But does it have fan control available to the user? As I said my experience is Suns report fan speeds but I just don't recall any comnand to manipulate them (God knows it would save decibels if you could on some SunFires).
My understanding is the firmware controls the fans via the service module on board.

An authoratative way is to install Solaris on it, see if prtdiag -v reports the fans (on some servers it never worked, go figure) and whether there's a device exposed for it. I bet NO.


----------



## tingo (Apr 22, 2021)

The user? I don't understand what you are trying to say here.
1) Fan control is available on these machines (SB 1000, SB 2000)
2) fan control works in operating systems that supports it (example: Solaris)
3) point number 2 can be verified (and I have done so) using nothing but your ears (providing that you have functioning hearing)
4) FreeBSD doesn't have working fan control for SB 1000, SB 2000 - yet
5) without fan control the fans go full blast - the noise is too much for more than a few minutes

and I'm trying to see if there is anyone who has made a small program that I can run under FreeBSD, so I can bear working on these machines for more than a few minutes.


----------



## mark_j (Apr 22, 2021)

What's the fan control command for Solaris?


----------



## sko (Apr 22, 2021)

IIRC the fans were controlled by the BMC - so the only way to interact with the fan control (if any) should be via the ILOM/ALOM. I doubt there is a driver for anything other than solaris/illumos to directly interact with it (like /dev/ipmi), but you can always connect via network.
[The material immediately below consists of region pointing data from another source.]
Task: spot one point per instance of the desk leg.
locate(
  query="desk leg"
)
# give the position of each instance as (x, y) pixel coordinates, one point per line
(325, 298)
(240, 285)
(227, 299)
If you can set the fan speed via simple commads like e.g. with IPMI and ipmitools, scripting the actual fan speed control should be fairly simple. What's not that simple is the control logic that takes in various temperatures and decides how fast the fans should spin (been there, done that, never want to do it myself again) - but there are a bunch of PID controllers for fan control on github (i.e. for supermicro IPMI) that could be modified to send commands to the ILOM (and maybe reading the temperatures from it).


----------